We resequenced all other genes in the 6.6-Mb region and found no segregating variants but could not rule out variants found in the noncoding regions of these loci, which could have an effect on the transcription of these genes. Therefore, we examined the expression of genes in three probands of families linked to this region. An increase in the level of CHST6 expression was found in these probands and we hypothesize that it might contribute to HDL metabolism. However, our RT-PCR results should be interpreted with caution as fibroblasts may not be the most appropriate cell model. Furthermore, we cannot exclude the possibility that the observed linkage and association at this locus may be caused by another nearby gene.

In a proteomic analysis of HDL by Rezaee et al42, C-type lectin domain family 3 member A (CLEC3A) has been identified as an HDL-associated protein. The gene coding for the CLEC3A protein also resides in the fine-mapped region on chromosome 16q23-24. Sequencing of this gene in probands revealed one nonsynonymous (Q197L) variant in one family. However, this variant did not segregate with low HDL-C in this family and, as CLEC3A is not expressed in fibroblasts, we were unable to investigate the differential expression level of its mRNA.

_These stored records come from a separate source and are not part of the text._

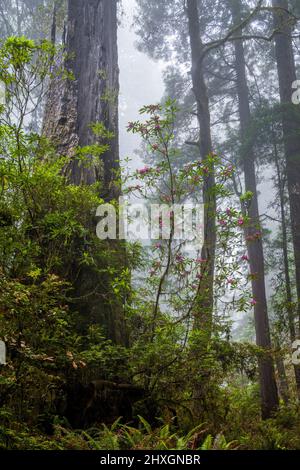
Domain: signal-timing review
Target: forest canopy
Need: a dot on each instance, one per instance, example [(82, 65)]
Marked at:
[(150, 301)]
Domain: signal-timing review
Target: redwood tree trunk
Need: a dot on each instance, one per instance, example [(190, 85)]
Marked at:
[(73, 105), (268, 389), (204, 305), (290, 123)]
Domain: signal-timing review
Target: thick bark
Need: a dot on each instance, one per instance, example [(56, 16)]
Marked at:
[(290, 123), (203, 315), (268, 389), (73, 105)]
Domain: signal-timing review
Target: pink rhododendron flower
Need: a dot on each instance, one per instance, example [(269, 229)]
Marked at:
[(144, 171)]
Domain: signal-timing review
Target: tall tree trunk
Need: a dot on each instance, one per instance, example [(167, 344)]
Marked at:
[(204, 304), (268, 389), (73, 105), (290, 123), (288, 286)]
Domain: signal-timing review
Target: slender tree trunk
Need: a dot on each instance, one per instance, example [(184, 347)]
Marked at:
[(268, 389), (282, 378), (290, 123), (204, 305), (73, 105), (288, 287)]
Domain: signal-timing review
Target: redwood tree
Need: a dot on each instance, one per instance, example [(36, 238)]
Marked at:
[(268, 389), (88, 96)]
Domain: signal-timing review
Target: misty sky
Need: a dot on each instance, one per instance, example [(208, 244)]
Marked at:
[(140, 80)]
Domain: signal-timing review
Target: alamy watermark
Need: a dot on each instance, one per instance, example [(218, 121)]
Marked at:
[(2, 92), (145, 222), (296, 93), (2, 353)]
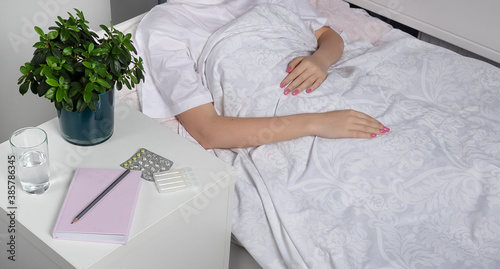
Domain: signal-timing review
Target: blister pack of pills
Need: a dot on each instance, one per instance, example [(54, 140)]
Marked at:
[(148, 162), (175, 179)]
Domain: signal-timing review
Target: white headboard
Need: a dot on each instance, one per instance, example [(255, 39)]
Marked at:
[(471, 25)]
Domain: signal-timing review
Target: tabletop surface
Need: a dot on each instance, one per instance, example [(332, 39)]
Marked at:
[(133, 130)]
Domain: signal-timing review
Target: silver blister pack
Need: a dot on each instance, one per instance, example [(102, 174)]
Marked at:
[(148, 162)]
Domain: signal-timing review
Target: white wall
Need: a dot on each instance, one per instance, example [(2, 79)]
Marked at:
[(17, 37)]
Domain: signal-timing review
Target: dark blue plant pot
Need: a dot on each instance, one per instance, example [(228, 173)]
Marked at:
[(89, 127)]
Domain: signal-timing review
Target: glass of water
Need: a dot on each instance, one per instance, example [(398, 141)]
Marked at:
[(30, 148)]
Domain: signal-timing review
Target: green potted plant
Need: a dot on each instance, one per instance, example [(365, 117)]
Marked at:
[(77, 70)]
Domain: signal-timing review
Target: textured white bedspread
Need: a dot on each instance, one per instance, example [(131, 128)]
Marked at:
[(427, 195)]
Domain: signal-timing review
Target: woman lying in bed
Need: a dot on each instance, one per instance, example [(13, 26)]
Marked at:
[(426, 195), (172, 37)]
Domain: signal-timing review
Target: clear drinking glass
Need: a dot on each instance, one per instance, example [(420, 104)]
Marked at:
[(30, 148)]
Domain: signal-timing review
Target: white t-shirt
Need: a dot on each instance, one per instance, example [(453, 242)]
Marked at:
[(171, 38)]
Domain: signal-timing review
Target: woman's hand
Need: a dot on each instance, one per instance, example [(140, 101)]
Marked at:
[(308, 72), (346, 124), (305, 73)]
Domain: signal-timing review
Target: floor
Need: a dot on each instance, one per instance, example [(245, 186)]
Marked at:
[(240, 259)]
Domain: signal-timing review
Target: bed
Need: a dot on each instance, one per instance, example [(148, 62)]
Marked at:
[(425, 195)]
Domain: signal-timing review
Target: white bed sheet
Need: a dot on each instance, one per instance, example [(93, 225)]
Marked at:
[(426, 195)]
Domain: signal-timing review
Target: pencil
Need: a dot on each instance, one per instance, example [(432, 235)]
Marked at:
[(92, 204)]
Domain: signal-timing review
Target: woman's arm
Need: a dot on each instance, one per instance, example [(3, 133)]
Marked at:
[(214, 131), (308, 72)]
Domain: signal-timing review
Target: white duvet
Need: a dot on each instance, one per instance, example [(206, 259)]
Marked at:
[(427, 195)]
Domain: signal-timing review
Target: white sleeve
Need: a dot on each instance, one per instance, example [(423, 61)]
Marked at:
[(171, 84)]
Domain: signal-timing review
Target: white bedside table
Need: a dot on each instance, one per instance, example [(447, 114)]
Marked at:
[(185, 229)]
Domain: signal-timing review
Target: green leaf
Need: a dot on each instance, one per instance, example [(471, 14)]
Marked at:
[(39, 31), (87, 97), (103, 83), (52, 82), (60, 94), (87, 64), (24, 87), (52, 35), (50, 93), (69, 68), (40, 45), (67, 51), (53, 61), (115, 67), (80, 105), (134, 79), (68, 105), (89, 87)]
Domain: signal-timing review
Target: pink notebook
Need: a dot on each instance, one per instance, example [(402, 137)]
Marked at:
[(110, 219)]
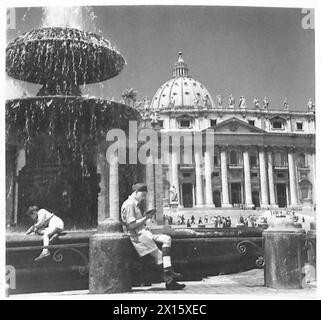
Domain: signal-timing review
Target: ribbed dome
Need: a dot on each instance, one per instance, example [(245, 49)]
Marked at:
[(181, 91)]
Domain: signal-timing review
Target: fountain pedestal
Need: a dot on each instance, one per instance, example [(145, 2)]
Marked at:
[(283, 251), (109, 259)]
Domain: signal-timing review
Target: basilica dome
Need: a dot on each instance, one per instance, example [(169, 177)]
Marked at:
[(182, 91)]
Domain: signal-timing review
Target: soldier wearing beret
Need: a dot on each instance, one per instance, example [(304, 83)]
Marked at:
[(143, 240)]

In summary, we have fine-mapped a region on chromosome 16q23-24 that is likely to harbor a gene for low plasma levels of HDL-C. Recently, genome-wide association studies have been carried out for lipid traits, including HDL-C.43, 44 Although these studies have revealed polymorphisms associated with the variation in HDL-C level in a number of European populations, such variants do not account for a significant fraction of their variance and are not likely to be the cause of extreme levels of HDL-C that segregate in some families. More likely, multiple rare genetic variants that have a large effect lead to the extreme levels of HDL-C observed in families. These may sometimes be found in the same genes as the common variants that affect HDL-C, but perhaps not always. Therefore, the identification of the causal genes for more severe forms of low HDL-C may contribute to our understanding of the regulation of HDL-C levels and subsequently provide new therapeutic targets for CAD prevention. With recent advances in sequencing technology, it should be feasible to resequence this particular region in its entirety to identify the variants that effect HDL-C levels.

Conflict of interest

The authors declare no conflict of interest.